Données génomiques : le nouveau champ de bataille de la souveraineté numérique
La Commission nationale de contrôle de la protection des données (CNDP) vient de rendre public un rapport explosif sur la protection des données génomiques. Après deux ans et demi de travail avec des experts de la santé, de la police et de l’armée, elle formule 17 recommandations pour encadrer l’utilisation de ces informations, qualifiées de "hautement sensibles". Le message est clair : le Maroc ne peut plus se contenter de sous-traiter sa souveraineté numérique à des acteurs étrangers.
Le timing n’est pas anodin. Alors que les tests ADN se démocratisent et que les bases de données génétiques deviennent des enjeux géopolitiques (la Chine et les États-Unis se livrent déjà une guerre froide dans ce domaine), le Maroc se trouve à la croisée des chemins. Doit-il créer ses propres infrastructures pour stocker et analyser ces données, au risque de s’isoler ? Ou continuer à dépendre de plateformes étrangères, avec les risques que cela comporte en termes de sécurité et de contrôle ? La CNDP plaide pour une troisième voie : un cadre juridique strict, couplé à des partenariats stratégiques avec des pays africains partageant les mêmes préoccupations.
Ce débat dépasse le simple enjeu technologique. Il touche à la définition même de la citoyenneté à l’ère numérique. Qui possède nos données génétiques ? Qui peut les utiliser, et dans quel but ? Les réponses à ces questions détermineront si le Maroc restera maître de son destin biologique, ou s’il deviendra un simple fournisseur de données pour les géants de la tech.
Décentralisation : les régions enfin aux commandes ?
L’éditorial d’Aujourd’hui le Maroc le souligne avec justesse : pendant des années, les régions marocaines ont été gérées selon un "canevas classique et presque uniformisé". Une zone industrielle par-ci, un équipement public par-là, le tout sans réelle prise en compte des spécificités locales. Mais les choses pourraient changer. La révision du cadre régissant les régions, en cours depuis 2025, ouvre la porte à une véritable autonomie financière et décisionnelle.

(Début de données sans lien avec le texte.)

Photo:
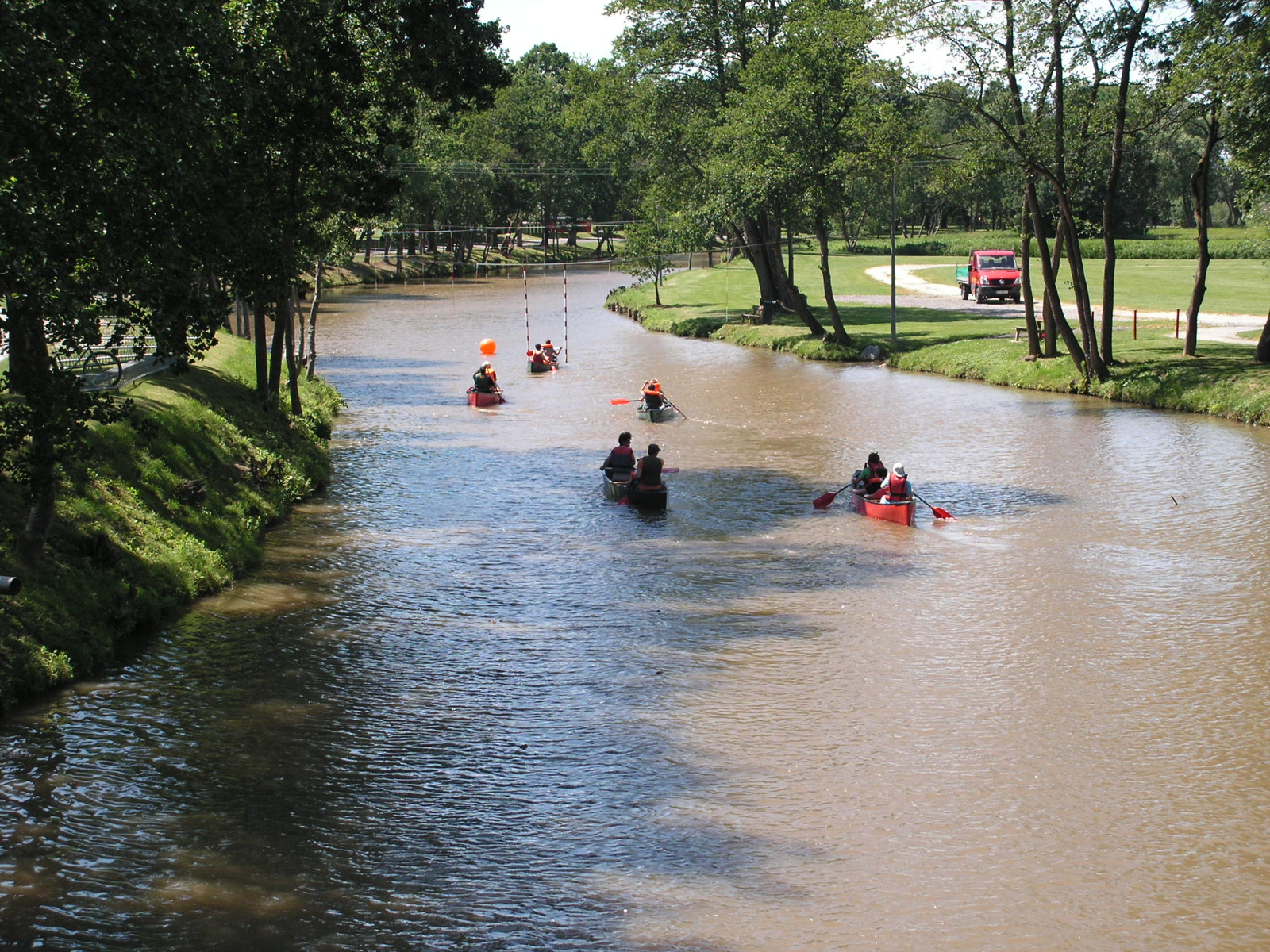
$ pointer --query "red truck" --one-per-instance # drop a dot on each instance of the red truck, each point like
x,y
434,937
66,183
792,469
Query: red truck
x,y
990,274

Les moyens financiers sont là. Les marges de manœuvre aussi. Reste à savoir si les élus locaux sauront en profiter. Car la décentralisation, ce n’est pas seulement une question de budgets : c’est aussi une question de légitimité. Dans un pays où les inégalités territoriales sont criantes, donner plus de pouvoir aux régions, c’est prendre le risque de creuser encore les écarts entre celles qui ont les ressources pour innover (comme Casablanca ou Rabat) et celles qui peinent à assurer les services de base.
Le défi est immense, mais l’opportunité l’est tout autant. Si le Maroc réussit sa décentralisation, il pourrait inventer un modèle unique en Afrique : une souveraineté territoriale qui ne se contente pas de redistribuer les richesses, mais qui permet à chaque région de définir son propre modèle de développement. À condition, bien sûr, que Rabat accepte de lâcher du lest.
Ce qu’il faut retenir, c’est que le Maroc de 2026 est un pays en tension permanente entre centralisation et décentralisation, entre dépendance et souveraineté. Que ce soit face à la chaleur, à la protection des données ou à la gestion des territoires, les mêmes questions reviennent : qui décide ? Qui contrôle ? Qui possède ? Les réponses à ces questions dessineront le visage du Maroc de demain. Et pour l’instant, elles restent largement en suspens.